After the battle we all returned upstairs and spoke to the horrid undead’s captives. A couple of caged little pixie like things. I used my meagre magics to give a little wound licking to the super poorly looking one… and then we realised that the only one who could understand the pixie things was Blue….. Who could only bloody squeak! Squeak! Eventually we worked out a way of communicating via magic so Gabbie could translate for us: they were caught, trapped and the poor little thing were tortured for their fairy dust. I got them out with Fribie’s help – but did any of my friends marvel at how nimble I was? Were they in awe as I hung upside down and used my lockpicks to unlock the cages… twice? Nope! Oh well, you can’t please them all.
Fribie and Glitter-Blue did some sort of anchor ritual to save the pixies: I’m very proud of them. I looted the skelly pit for a nice pearl necklace: exactly what I need for a little spell Wisps taught me to identify our things. Things like cowbag’s crossbow – quite the nice item really, a bit of extra firepower for yours truly. And a gem that floats around the users head and hold spells – Gabbie has that and it’s one of those key object thing we need for the antiques-collector-council-member-dude. Gabbie made the connection – told you he was soooo clever!
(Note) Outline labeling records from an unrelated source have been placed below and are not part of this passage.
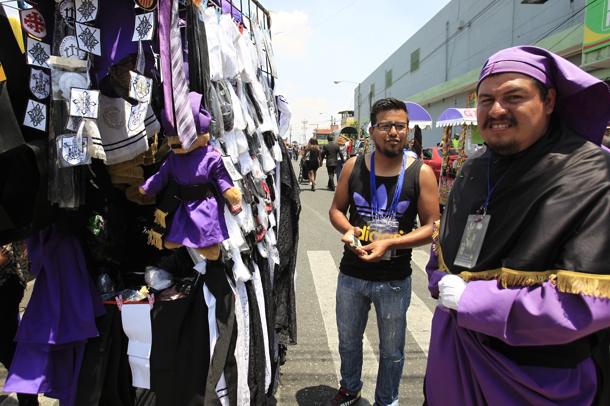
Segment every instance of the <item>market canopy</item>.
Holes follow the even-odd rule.
[[[344,127],[341,128],[341,131],[339,131],[339,134],[357,134],[358,130],[353,127]]]
[[[412,102],[405,102],[407,111],[409,112],[409,128],[414,128],[418,125],[422,130],[429,130],[432,128],[432,117],[422,106]]]
[[[476,125],[476,108],[448,108],[443,111],[436,119],[436,127],[461,125],[462,124]]]

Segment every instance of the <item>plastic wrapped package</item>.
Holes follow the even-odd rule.
[[[125,289],[117,292],[117,296],[121,296],[124,302],[139,302],[146,298],[146,295],[138,290]]]
[[[223,241],[223,247],[226,250],[233,249],[239,251],[247,250],[248,245],[242,234],[242,230],[240,229],[239,225],[226,205],[224,206],[224,222],[226,223],[227,230],[229,231],[229,239]]]
[[[271,227],[275,227],[278,224],[275,221],[275,215],[273,215],[273,213],[269,213],[269,224],[271,225]],[[273,243],[275,244],[274,242]]]
[[[203,23],[206,26],[206,38],[207,41],[208,58],[210,62],[210,77],[212,80],[220,80],[223,77],[220,28],[214,7],[207,7],[204,11]]]
[[[144,280],[155,290],[162,290],[171,286],[174,276],[164,269],[156,267],[146,267],[144,272]]]
[[[231,103],[231,95],[229,94],[229,87],[224,80],[212,82],[216,89],[220,111],[222,113],[223,128],[224,131],[231,131],[233,129],[233,105]]]
[[[165,289],[159,295],[155,296],[155,300],[165,301],[168,300],[176,300],[176,299],[182,299],[182,298],[187,297],[187,295],[184,293],[181,293],[176,290],[176,288],[173,286],[171,287]]]
[[[262,167],[263,172],[269,173],[275,170],[275,160],[269,153],[268,148],[262,148],[259,155],[259,161]]]
[[[237,51],[237,63],[242,80],[246,82],[256,80],[259,63],[257,59],[254,59],[254,44],[245,35],[240,35],[235,43],[235,48]]]
[[[239,74],[237,63],[237,51],[234,42],[241,35],[231,17],[226,14],[220,16],[218,22],[220,49],[222,54],[223,75],[228,79],[236,77]]]
[[[239,161],[239,150],[237,148],[235,133],[232,131],[224,133],[224,147],[226,148],[227,153],[231,156],[233,163],[237,163]]]
[[[240,106],[242,107],[242,113],[243,115],[244,120],[246,121],[246,133],[252,133],[256,130],[254,121],[252,116],[248,110],[248,99],[246,98],[246,92],[243,89],[244,85],[238,79],[235,85],[235,91],[239,99]]]
[[[252,177],[255,179],[265,179],[267,178],[267,175],[263,172],[263,169],[260,167],[260,163],[259,162],[259,158],[256,156],[252,158],[252,170],[250,171],[250,173],[252,174]]]
[[[218,101],[218,95],[214,86],[210,86],[208,90],[209,91],[208,103],[211,117],[209,128],[210,139],[223,139],[224,138],[224,124],[223,122],[223,111],[220,108],[220,102]]]
[[[271,152],[273,154],[273,159],[276,163],[282,162],[282,147],[279,146],[279,142],[276,142],[275,145],[271,147]]]
[[[107,273],[98,275],[95,281],[95,287],[98,290],[99,298],[102,300],[112,300],[116,296],[114,282]]]
[[[248,139],[246,135],[241,130],[236,130],[234,131],[235,141],[237,144],[237,150],[242,154],[249,151],[249,146],[248,145]]]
We also explored cowbag’s coffin bed, only to discover that there was room down there and some sort of passage to the Underworld. After a bit of looting, debating, going back to tell the priestess what happened and she treated us to the most AMAZING dinner of all time! It was some sort of spell thing that made a table and on it was EVERYTHING we ever wanted! So much cheese! Turns out cheese makes for intoxicated pixies: hilarious! And the priestess… Bruna? Bramen? I dunno, that lady, she fell asleep in her chair. She must have been so tired.. Especially after everything. Poor dwarf lady. Oh! And there was port! And lobster! And… beetles. I tried one…… it didn’t taste like chicken.
Still, we’re alive, we’re…. A bit pissed and we’re all together. I think… we’re gonna be ok.
Tomorrow we’re going to try to get the pixies home. They know how to get the the fairy world, they’re tourists like me, and are going to try to help us get Glitter-Blue fixed. I hope we can help him, and after… after… I’m going to ask if we can follow the hint about my uncle. I know it’s in the opposite direction. I know we need to get to the underworld and stop Zoltane. I know this town is in danger if we take too long and yet I have to find my uncle first – once I know Glitter-Blue is ok, he’s so super sick, and he doesn’t deserve his disease. Maybe we can find that last Seal of Quengor and save Zemnia city from the Peoples Front of Zemnina (or was it the Zemnian People’s Front?) too. And then I’ll face my fear that my Uncle is dead simply because I chose to do the right thing and help a town rather than help myself. Guess I’m growing up, even though it hurts and I feel… so very alone.
I miss you so so much… I think I’ll have to do something tomorrow that’s just awful to cheer myself up that reminds me of you and home. Squeak!